October 29, 2018
The Rainmaker

Seven sales & marketing (life) lessons

The Rainmaker by Ken Cook

To be successful in sales, focus, make things better for others, realize you need relationships to be successful and enjoy the journey. Sounds simple to say, but it's not so simple to do.

Let me offer seven lessons very appropriate for the sales and marketing arena, and appropriate in the broader scope of daily living.

1. You don't need a big dream or goal.

They are usually too far in the future to have any worthwhile impact in the immediacy of today. Rather. be absolutely dedicated to achieving short term goals.

Instead of multi-year plans, think at maximum in terms of one year, and then back that up to this quarter, this month, this week, tomorrow and today. Energy in the short term produces results. The path is never as you plan. If you look too far ahead you will sometimes miss what is right in front of you.

2. What makes you happy is not as important as you making others happy.

In sales the satisfaction of the customer is the ultimate measuring stick.
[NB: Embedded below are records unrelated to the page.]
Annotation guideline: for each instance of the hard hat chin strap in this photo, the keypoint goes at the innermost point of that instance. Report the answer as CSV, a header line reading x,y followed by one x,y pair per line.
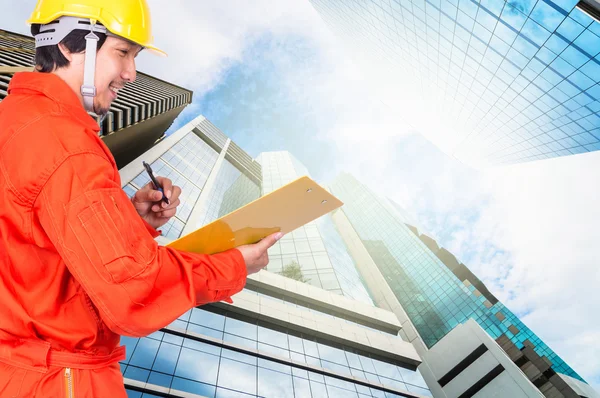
x,y
54,32
88,89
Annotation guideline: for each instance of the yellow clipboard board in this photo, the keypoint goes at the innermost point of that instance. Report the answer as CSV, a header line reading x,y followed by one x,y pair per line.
x,y
282,210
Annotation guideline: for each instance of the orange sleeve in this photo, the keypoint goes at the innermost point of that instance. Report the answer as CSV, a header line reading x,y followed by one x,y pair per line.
x,y
137,286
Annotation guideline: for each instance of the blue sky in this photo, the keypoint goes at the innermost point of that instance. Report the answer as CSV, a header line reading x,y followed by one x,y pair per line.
x,y
273,77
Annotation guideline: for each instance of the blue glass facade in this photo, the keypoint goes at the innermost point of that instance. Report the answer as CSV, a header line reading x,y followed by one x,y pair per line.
x,y
511,81
433,297
232,189
188,164
208,368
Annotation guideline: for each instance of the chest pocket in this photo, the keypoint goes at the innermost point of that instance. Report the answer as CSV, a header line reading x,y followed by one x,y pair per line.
x,y
112,235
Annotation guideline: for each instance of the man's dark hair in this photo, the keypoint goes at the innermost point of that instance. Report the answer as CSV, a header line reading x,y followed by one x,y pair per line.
x,y
49,58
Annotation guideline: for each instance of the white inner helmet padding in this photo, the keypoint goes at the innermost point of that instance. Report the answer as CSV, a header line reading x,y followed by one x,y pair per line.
x,y
54,32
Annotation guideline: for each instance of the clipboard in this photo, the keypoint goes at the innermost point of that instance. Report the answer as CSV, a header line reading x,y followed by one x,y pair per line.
x,y
283,210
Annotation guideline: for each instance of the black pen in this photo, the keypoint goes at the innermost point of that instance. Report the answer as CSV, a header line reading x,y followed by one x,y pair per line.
x,y
157,185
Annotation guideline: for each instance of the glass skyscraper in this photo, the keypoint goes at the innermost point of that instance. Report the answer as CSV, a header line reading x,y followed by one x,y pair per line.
x,y
505,81
316,247
280,337
436,296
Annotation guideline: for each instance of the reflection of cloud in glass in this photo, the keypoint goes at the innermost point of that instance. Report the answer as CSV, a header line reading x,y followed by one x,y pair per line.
x,y
237,376
492,82
274,384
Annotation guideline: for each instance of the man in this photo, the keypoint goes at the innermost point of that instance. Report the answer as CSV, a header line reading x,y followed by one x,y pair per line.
x,y
78,263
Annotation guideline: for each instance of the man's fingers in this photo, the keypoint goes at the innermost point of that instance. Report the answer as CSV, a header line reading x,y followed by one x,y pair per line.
x,y
147,195
167,213
167,185
161,207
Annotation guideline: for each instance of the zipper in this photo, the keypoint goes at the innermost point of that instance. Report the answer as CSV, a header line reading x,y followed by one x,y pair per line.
x,y
69,382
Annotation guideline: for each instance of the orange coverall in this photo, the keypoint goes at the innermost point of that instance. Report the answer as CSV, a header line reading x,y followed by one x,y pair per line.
x,y
78,266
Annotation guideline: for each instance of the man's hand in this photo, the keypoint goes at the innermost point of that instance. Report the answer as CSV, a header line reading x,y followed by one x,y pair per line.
x,y
147,201
256,255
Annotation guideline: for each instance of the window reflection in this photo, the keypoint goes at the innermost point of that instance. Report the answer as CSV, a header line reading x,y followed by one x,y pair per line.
x,y
237,376
207,369
274,384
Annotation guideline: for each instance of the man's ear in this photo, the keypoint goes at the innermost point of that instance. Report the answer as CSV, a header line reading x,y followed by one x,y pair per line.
x,y
65,52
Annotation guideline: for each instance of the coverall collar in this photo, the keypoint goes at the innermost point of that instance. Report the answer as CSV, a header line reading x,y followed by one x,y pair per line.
x,y
53,87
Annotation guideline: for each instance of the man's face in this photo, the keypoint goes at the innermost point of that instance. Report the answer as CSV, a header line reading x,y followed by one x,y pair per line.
x,y
115,66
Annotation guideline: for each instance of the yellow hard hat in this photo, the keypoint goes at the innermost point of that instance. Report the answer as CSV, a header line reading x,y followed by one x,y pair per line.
x,y
129,19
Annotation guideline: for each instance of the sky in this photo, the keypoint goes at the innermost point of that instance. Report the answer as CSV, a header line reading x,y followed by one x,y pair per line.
x,y
272,76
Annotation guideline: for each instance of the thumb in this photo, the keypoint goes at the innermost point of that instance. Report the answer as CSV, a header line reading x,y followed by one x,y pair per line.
x,y
147,195
269,241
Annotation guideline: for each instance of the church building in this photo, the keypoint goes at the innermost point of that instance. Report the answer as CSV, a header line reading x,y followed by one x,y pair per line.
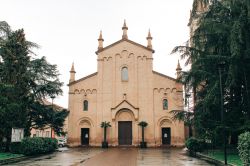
x,y
124,91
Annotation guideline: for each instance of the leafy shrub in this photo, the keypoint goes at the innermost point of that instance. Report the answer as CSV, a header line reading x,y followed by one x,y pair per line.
x,y
194,145
38,145
244,147
16,147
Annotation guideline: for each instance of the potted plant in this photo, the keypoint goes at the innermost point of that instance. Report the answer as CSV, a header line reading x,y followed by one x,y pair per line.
x,y
143,124
105,125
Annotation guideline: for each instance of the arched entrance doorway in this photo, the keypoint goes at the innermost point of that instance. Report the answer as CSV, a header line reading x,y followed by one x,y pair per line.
x,y
85,127
165,130
125,121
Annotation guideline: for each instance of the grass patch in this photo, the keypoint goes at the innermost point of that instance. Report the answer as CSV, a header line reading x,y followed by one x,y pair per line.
x,y
4,156
232,157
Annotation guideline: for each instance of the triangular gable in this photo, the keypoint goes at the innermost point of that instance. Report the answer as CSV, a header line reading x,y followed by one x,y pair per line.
x,y
123,103
127,40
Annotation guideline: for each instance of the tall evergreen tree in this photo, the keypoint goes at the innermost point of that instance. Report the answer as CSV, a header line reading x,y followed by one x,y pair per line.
x,y
25,81
222,35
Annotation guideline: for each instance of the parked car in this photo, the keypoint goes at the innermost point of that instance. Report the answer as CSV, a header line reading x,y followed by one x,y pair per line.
x,y
61,142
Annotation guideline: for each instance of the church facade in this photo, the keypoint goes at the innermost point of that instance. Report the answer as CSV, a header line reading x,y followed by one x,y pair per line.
x,y
124,91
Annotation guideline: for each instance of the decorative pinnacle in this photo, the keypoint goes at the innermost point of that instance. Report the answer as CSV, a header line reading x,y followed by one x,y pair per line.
x,y
72,70
149,35
100,37
124,25
124,28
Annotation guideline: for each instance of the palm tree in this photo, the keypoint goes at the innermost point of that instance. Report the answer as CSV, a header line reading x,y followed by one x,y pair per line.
x,y
143,124
105,125
185,116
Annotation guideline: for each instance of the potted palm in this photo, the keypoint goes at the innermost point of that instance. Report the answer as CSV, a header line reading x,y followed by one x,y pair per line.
x,y
143,124
105,125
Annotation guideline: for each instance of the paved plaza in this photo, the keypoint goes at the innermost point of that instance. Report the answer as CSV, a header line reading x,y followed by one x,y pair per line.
x,y
114,157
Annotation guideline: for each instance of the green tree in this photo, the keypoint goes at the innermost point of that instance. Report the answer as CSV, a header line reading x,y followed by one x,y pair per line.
x,y
105,125
25,82
222,35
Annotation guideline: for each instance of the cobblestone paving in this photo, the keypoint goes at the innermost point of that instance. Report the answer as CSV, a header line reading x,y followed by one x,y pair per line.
x,y
167,157
115,157
67,157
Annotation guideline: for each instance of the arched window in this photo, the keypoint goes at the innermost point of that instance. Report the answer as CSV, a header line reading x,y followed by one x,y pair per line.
x,y
165,104
85,105
124,74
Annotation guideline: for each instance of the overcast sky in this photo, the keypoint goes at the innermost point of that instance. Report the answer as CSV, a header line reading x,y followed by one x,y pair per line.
x,y
67,30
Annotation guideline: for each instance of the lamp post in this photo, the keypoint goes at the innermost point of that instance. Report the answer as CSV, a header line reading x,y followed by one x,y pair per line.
x,y
220,67
52,99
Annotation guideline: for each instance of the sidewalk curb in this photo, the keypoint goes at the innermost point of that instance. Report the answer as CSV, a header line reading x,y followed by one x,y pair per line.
x,y
18,159
212,160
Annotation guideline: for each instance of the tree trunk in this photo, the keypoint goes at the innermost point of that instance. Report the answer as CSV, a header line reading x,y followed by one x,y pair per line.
x,y
190,131
7,147
105,130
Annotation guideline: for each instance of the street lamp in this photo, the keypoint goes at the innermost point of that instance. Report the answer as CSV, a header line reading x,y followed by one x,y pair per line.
x,y
220,68
52,98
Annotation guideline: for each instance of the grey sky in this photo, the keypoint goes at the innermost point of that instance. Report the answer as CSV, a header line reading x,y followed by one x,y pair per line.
x,y
67,30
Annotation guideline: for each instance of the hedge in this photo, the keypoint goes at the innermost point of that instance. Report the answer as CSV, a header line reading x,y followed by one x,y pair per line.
x,y
194,145
38,145
244,148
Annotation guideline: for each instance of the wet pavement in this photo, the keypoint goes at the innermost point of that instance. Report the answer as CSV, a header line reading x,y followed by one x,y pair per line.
x,y
115,157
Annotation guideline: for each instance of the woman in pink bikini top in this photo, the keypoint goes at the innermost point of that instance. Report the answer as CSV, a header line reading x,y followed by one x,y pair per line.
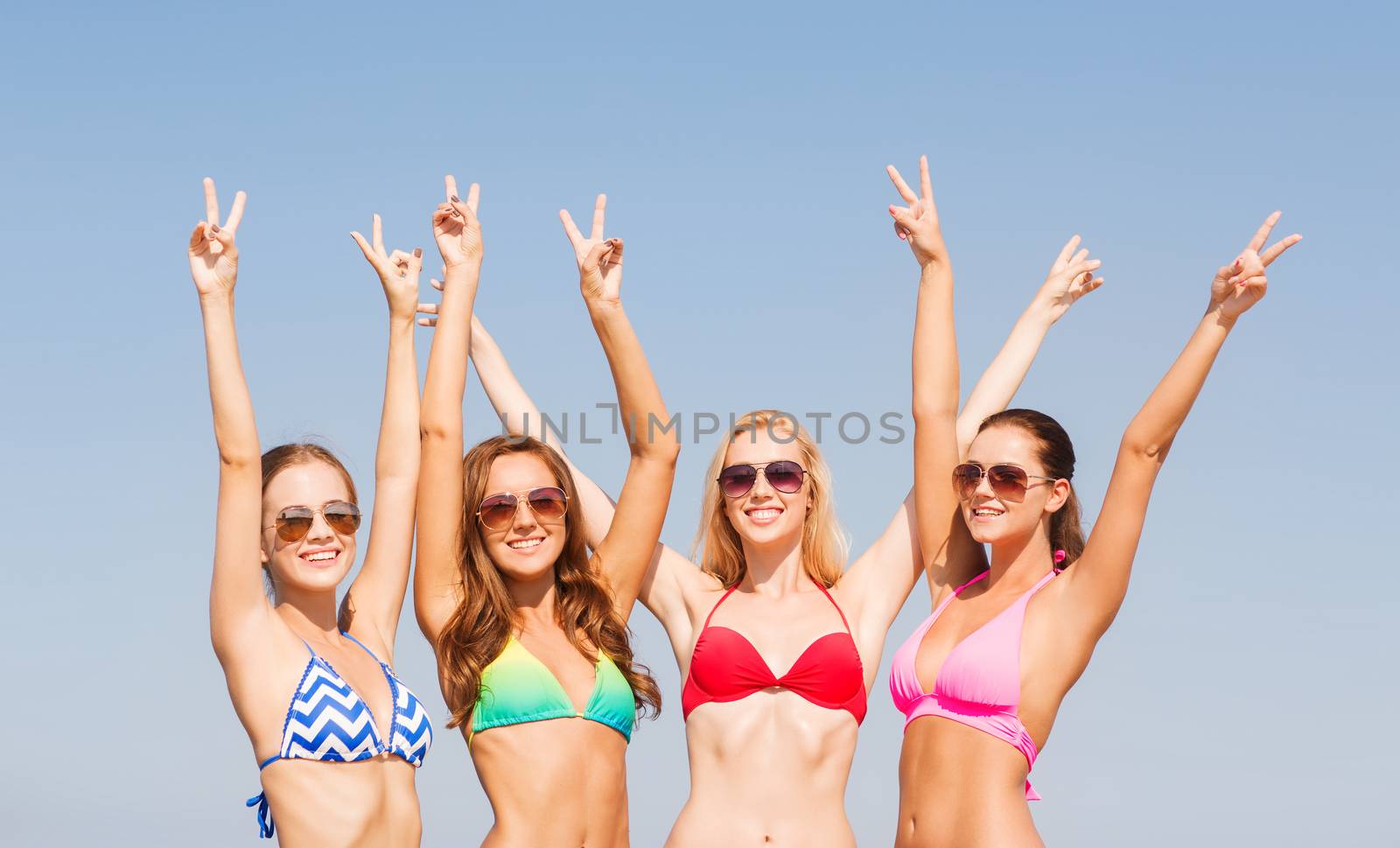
x,y
984,676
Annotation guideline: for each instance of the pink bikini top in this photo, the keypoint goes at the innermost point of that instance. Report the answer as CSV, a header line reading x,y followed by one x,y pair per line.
x,y
979,683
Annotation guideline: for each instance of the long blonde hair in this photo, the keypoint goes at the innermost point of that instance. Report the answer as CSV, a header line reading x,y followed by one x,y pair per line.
x,y
823,543
483,620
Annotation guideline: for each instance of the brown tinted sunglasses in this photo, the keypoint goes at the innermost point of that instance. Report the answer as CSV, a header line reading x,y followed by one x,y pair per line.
x,y
294,522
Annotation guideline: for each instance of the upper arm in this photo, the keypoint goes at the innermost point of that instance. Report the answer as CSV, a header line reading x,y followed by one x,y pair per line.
x,y
668,574
438,578
879,579
375,598
627,549
1098,581
237,602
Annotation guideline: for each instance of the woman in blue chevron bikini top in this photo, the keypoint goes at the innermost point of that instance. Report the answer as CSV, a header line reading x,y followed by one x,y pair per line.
x,y
335,732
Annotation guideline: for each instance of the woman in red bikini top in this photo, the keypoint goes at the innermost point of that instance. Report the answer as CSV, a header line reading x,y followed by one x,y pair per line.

If customers are happy they are inclined to buy.

Therefore, strive to deliver happiness; it will contribute greatly to great sales results (as well as making you happy).

3. Success is largely a function of luck.

Yes, there is considerable hard work to get desired results. But circumstances, timing, confluence of events, it's all luck. You were lucky your client had time to see you. You were lucky the budget had some fat in it. So, be generous when your hard work pays off with a sale. Share the success with the team that helped you, and recognize without good luck many of that team might not be there to support you.

4. Be a teacher.

In sales, be generous. Help others by sharing what you know. Doing so builds stronger relationships and helps customers be happy. There may not always be a direct line benefit. So what! Share anyway.

5. Be passionate about what you do and share that passion.

Too frequently selling situations evolve (devolve?) into competitive comparisons. Customers seek to make comparisons because they want to make the right decision. However, in competitive comparisons customers are instead avoiding making the wrong decision. Passion, though, advocates something. Passion stands for something. Sharing a passion invites a customer to share in what works and could work for them.

6. Be respectful.

How you treat the waiter who served lunch to you and your customer is noticed. The customer will depend on you to interact with her entire team if she buys what you're offering. How you deal with people, all people, indicates a lot about how you will deal with her people.

7. Take a breath.

Selling is a high-pressure enterprise. Injecting panic or desperation into it makes it worse. The moment a selling situation begins to feel overwhelming, step back and take a breath. A moment's separation can inject clarity and override the high emotions dominating stressful situations.

Now – repeating myself – to be successful in sales, focus, make things better for others, realize you need relationships to be successful and enjoy the journey.